There was a lot going through Mia’s head. Like: No I haven’t asked about your presentation – I started a new school today and you haven’t asked about that! and; Yes, I do think my final year of high school is more important than the Masters Degree you’ve been working on for 8 years, in 5 different disciplines because you keep sleeping with a classmate or a lecturer and when you break up suddenly your life time goal has always been to study Philosophy, not History like it was last year, or Literature the year before that…

What she said was, “I’m sorry. I didn’t think.”

“No. You never do.” Patricia shook her head and left the doorway, still talking at Mia as she went up the hall. “You know, if you thought even a little about someone other than yourself once in a while, you might make friends more easily.”

Mia bit down on a response that would only get her in trouble.

“Not that you’re interested,” Patricia continued from her bedroom next door, her voice accompanied by the swish and zip of clothes being changed, “but my presentation went very well. So well that my young tutor has asked me to dinner after my lecture tonight.”

Mia closed her eyes and rolled them behind the safety of her lids.

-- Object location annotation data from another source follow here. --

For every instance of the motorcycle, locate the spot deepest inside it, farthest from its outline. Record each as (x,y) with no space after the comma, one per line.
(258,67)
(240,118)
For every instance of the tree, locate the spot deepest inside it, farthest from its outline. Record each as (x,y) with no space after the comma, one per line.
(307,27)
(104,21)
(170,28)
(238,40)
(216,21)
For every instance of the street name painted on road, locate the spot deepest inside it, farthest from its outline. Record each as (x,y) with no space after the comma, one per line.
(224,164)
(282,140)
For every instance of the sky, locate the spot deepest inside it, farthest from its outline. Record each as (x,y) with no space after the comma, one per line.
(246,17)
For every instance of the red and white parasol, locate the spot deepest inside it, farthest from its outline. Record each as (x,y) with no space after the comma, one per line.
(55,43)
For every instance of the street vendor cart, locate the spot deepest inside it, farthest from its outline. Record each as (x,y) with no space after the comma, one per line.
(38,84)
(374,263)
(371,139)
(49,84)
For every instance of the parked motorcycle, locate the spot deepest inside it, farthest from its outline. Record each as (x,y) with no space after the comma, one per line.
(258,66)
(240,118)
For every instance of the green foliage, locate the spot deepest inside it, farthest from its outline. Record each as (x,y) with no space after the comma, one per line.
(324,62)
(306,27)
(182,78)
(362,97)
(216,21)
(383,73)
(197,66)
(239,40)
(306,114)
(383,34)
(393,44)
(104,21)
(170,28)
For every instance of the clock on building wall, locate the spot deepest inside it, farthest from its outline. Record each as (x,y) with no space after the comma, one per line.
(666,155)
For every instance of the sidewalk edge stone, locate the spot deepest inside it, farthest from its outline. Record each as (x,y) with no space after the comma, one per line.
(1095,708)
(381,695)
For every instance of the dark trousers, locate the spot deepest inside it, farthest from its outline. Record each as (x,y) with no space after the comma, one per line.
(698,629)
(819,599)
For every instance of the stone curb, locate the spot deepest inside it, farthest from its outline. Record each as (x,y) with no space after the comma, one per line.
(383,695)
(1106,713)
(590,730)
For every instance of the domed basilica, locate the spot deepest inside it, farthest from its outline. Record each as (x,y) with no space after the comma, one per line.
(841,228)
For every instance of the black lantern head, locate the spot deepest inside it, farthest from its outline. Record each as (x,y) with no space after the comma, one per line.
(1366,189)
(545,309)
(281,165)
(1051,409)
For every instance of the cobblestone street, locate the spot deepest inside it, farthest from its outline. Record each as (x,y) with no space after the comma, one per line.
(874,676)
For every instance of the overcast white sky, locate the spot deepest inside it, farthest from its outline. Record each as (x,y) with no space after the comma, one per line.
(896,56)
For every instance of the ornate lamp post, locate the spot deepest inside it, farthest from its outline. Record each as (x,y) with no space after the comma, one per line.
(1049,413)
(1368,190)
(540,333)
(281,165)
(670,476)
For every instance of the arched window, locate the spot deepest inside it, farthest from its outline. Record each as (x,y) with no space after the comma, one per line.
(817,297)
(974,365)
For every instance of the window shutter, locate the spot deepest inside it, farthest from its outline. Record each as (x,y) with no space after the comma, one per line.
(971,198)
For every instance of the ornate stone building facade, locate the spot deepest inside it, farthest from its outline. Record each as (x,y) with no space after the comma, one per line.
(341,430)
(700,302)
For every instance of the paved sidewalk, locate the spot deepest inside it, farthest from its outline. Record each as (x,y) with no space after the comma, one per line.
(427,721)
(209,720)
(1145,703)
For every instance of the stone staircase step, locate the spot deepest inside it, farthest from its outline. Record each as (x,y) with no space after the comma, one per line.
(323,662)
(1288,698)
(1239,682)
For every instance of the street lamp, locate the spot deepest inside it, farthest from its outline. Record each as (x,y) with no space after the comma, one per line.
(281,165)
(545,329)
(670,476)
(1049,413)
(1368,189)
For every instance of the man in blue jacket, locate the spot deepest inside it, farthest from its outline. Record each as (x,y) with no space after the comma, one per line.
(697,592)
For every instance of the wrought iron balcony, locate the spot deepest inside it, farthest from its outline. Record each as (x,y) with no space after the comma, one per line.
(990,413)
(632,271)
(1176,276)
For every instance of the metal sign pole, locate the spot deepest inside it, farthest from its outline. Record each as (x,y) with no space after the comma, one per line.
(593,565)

“He can’t be much older than you. So don’t wait up.”

Mia shuddered.

“While I’m out, I want you to finish the kitchen – wash everything before you put it away. We can’t even make dinner without some bench space.”

Her eyes still closed, Mia opened her mouth so wide her lips felt they’d split and pushed out a silent, skull-vibrating scream.


Tak plugged his phone into the TV speakers and set his music playing loud. He had a routine when his Mum started her night-shift rotations: music too loud, food too sweet, computer games too late. Just for the one night – it was too close to exams to screw around all 10 shifts but he was a strong believer in the philosophy of everything in moderation, including moderation.

He danced into the kitchen and swung the fridge door open. “Yes!” He fist-pumped the air. His Mum had left him ebi-katsu to fry up. They were his favourite Japanese food – patties of prawn and egg coated in breadcrumbs and deep-fried. Hiroko had told him that in Japan ebi-katsu was strictly a New Year tradition but, like most traditions from her homeland, she seemed to take pleasure in flouting it.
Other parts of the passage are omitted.